Rasmussen reports: "Advocates of 'comprehensive' reform have taken to arguing that those who want an enforcement-only policy must explain how they would deal with the 12 million illegal aliens already living in the country. The public reaction to that question appears to be 'Why?' Only 29 percent of voters say it is very important for the 'government to legalize the status of illegal aliens already in the United States.'"

70 percent of Americans say total legal and illegal immigration is too high, when told the numbers, according to a Pulse Opinion Research poll released this week.

Rosemary Jenks, Numbers
USA's director of government relations, has finally worked her way through every page and word of the Senate bill. She calculates that in addition to giving amnesty to 12-20 million illegal aliens, S. 1348 will increase legal immigration by another 302,000 a year.

Yet, the Pulse Opinion Research poll finds that only 8 percent of Americans think current legal immigration of one million a year is too low.

Attrition through enforcement and self-deportation is by far the most popular option for dealing with 12-20 million illegal aliens (79 percent), the Pulse Opinion Research poll found.

We know that polls tend to be bogus because they usually offer people only a choice between "legalization" and mass deportations.

They rarely offer the third option of enforcing the laws and causing illegal aliens to go home over time. As far as I know, every time the third option is offered, it gets the most agreement.

But this latest poll does show a great deal of ambivalence and probably ignorance about what to do with the 12-20 million illegal aliens already living here.

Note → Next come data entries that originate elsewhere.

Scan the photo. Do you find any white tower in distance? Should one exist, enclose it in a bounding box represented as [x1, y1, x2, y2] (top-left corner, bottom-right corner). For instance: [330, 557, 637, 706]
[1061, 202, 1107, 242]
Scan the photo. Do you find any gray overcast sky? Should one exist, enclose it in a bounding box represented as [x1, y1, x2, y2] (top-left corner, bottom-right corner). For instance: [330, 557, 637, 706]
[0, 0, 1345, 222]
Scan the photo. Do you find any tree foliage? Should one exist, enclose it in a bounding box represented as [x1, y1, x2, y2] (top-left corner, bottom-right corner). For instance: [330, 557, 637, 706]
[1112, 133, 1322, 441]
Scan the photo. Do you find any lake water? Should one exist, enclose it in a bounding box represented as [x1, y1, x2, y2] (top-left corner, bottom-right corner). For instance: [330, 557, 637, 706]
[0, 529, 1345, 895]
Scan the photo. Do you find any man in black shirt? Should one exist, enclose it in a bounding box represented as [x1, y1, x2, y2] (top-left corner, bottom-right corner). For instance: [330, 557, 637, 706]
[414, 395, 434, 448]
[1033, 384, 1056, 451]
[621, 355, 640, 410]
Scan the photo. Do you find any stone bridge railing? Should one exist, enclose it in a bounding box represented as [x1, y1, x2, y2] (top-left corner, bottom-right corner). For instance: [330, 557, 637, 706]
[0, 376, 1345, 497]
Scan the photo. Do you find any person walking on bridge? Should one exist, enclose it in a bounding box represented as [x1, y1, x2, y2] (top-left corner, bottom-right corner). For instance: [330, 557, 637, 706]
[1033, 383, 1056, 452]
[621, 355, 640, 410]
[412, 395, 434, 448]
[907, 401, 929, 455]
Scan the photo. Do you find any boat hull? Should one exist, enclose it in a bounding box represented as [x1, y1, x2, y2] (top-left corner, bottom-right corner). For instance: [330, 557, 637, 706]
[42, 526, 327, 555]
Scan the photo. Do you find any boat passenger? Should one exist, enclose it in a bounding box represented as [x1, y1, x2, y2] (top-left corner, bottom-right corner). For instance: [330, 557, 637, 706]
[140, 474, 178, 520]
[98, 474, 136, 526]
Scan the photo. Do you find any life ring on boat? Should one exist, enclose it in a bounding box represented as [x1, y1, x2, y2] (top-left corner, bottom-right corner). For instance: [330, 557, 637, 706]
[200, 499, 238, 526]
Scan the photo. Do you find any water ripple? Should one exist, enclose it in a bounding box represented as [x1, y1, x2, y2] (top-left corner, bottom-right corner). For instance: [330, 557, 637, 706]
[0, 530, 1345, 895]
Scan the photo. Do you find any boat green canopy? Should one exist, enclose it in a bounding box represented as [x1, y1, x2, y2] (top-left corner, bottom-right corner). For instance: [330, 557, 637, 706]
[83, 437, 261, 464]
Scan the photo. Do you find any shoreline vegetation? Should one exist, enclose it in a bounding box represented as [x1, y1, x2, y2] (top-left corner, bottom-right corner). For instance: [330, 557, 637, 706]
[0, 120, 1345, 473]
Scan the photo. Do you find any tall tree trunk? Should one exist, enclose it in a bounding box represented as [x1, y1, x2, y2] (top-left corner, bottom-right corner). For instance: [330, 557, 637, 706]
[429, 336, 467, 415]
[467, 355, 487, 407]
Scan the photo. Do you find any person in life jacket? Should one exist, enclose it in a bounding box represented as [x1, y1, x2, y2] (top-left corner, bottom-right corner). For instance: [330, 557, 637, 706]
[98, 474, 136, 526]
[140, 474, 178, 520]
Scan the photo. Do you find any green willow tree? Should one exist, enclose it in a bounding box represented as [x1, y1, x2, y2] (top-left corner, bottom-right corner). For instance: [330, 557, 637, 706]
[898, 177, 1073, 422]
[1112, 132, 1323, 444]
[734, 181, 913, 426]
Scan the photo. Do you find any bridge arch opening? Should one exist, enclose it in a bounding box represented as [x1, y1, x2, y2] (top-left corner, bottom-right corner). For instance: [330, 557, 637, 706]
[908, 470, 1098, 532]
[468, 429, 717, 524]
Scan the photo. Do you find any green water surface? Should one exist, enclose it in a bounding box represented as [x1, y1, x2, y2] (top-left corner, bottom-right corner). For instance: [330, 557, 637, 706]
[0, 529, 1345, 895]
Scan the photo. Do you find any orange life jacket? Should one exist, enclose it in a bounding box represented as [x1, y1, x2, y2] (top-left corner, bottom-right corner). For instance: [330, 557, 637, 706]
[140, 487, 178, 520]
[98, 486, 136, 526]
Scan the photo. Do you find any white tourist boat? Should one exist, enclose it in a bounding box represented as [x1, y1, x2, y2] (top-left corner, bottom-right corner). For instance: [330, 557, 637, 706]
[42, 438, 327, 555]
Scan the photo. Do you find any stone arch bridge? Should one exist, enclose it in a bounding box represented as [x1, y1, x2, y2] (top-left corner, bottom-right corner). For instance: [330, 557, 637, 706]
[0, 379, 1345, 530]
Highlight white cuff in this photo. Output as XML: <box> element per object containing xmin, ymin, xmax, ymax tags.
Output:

For example, when asked simply if they favored allowing "12 million illegal aliens here to be legalized and offered citizenship after they pay a fine, learn English and undergo a background check," 60 percent said yes.

But when asked if they favored "a large-scale effort to round up and deport the 12 million illegal immigrants in the country, " 64 percent said yes to that.

Obviously, a lot of Americans can favor both an amnesty and mass roundups.

However, when offered, a "third proposal ... to reduce the illegal immigrant population over time by enforcing existing immigration laws ... (including) increased border enforcement, penalizing employers who hire illegals and more cooperation with local law enforcement," 79 percent supported that attrition through enforcement option.

Those questions show that Attrition Through Enforcement is definitely the favorite option, but they also show that the majority of Americans can imagine supporting an amnesty, as well.

Perhaps this ambivalence is a result of Americans having so few examples and so few officials who offered any sign of credibility that anything would work - so they just grasp at everything.

As you can see, these findings are completely different from the polling that is constantly described in the news media and by the open-borders members of Congress.

CHRIS LINDEHAN lives in South Attleboro.